The observations, amounting to approximately 1 000 hours of telescope time, were done in the year following the inauguration of MeerKAT in 2018, it adds.

“In those days we were still characterising our new telescope, while developing further capabilities required by numerous scientists,” says Dr Sharmila Goedhart, SARAO head of commissioning and science operations.

“But we knew that MeerKAT was already very capable for studies of this sort, and we observed galaxy clusters as needed to fill gaps in the observing schedule.”

MeerKAT view of a complex network of radio filaments and diffuse structure, spanning more than half a million light-years, related to a galaxy affected by dynamical activity in the nearby galaxy cluster Abell 85. (Image source: SARAO)
MeerKAT view of a complex network of radio filaments and diffuse structure, spanning more than half a million light-years, related to a galaxy affected by dynamical activity in the nearby galaxy cluster Abell 85. (Image source: SARAO)

According to SARAO, this was only the start. It notes that more than two years of work followed to convert the raw data into radio images, using powerful computers, and to perform scientific analysis addressing a variety of topics.

This was done by a large team of South African and international experts led by Dr Kenda Knowles of Rhodes University and SARAO.

SARAO explains that the force of gravity has filled the expanding universe with objects extending over an astounding range of sizes, from comets that are 10km (one thirty-thousandth of a light-second) across, to clusters of galaxies that can span 10 million light-years.

These galaxy clusters are complex environments, host to thousands of galaxies, magnetic fields and large regions – millions of light-years across – of extremely hot (millions of degrees) gas, electrons and protons moving close to the speed of light, and dark matter.

It adds those “relativistic” electrons, spiralling around the magnetic fields, produce the radio emission that MeerKAT can “see” with unprecedented sensitivity, opening new horizons for deeper understanding of these structures.

Thus MeerKAT, particularly when adding information from optical and infrared and X-ray telescopes, is exceptionally well-suited to study the interplay between the components that determine the evolution of galaxy clusters, the largest structures in the universe held together by gravity, SARAO notes.

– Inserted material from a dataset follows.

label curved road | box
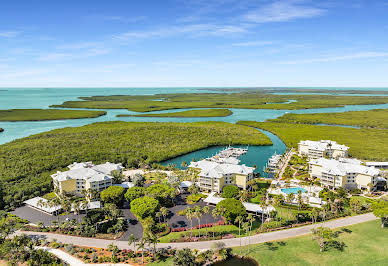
[17,213,377,249]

“We live in an ocean of air, but we can’t see it directly. However, if it’s filled with smoke or dust or water droplets, then suddenly we can see the gusts and swirls, whether they’re a gentle breeze or an approaching tornado. Similarly, the motions of the X-ray-glowing plasma in galaxy clusters are usually hidden from us,” the organisation says.

“Radio emission from the sprinkling of relativistic electrons in this plasma can uncover the dramatic storms in clusters, stirred up when clusters collide with each other, or when jets of material spew out of supermassive black holes in the centres of galaxies.”

Two giant radio galaxies (more than one million light-years from end-to-end) at the centre of a large group of galaxies in the cluster Abell 194. (Image source: SARAO)
Two giant radio galaxies (more than one million light-years from end-to-end) at the centre of a large group of galaxies in the cluster Abell 194. (Image source: SARAO)

The MGCLS has produced detailed images of the extremely faint radio sky, while surveying a very large volume of space.

“That’s what’s already enabled us to serendipitously discover rare kinds of galaxies, interactions and diffuse features of radio emission, many of them quite beautiful,” explains Knowles.

SARAO says a number of additional studies delving more deeply into some of the initial discoveries are already under way by members of the MGCLS team.

Beyond that, it says, the richness of the science resulting from the MGCLS is expected to grow over the coming years, as astronomers from around the world download the data from the SARAO MeerKAT archive, and probe it to answer their own questions.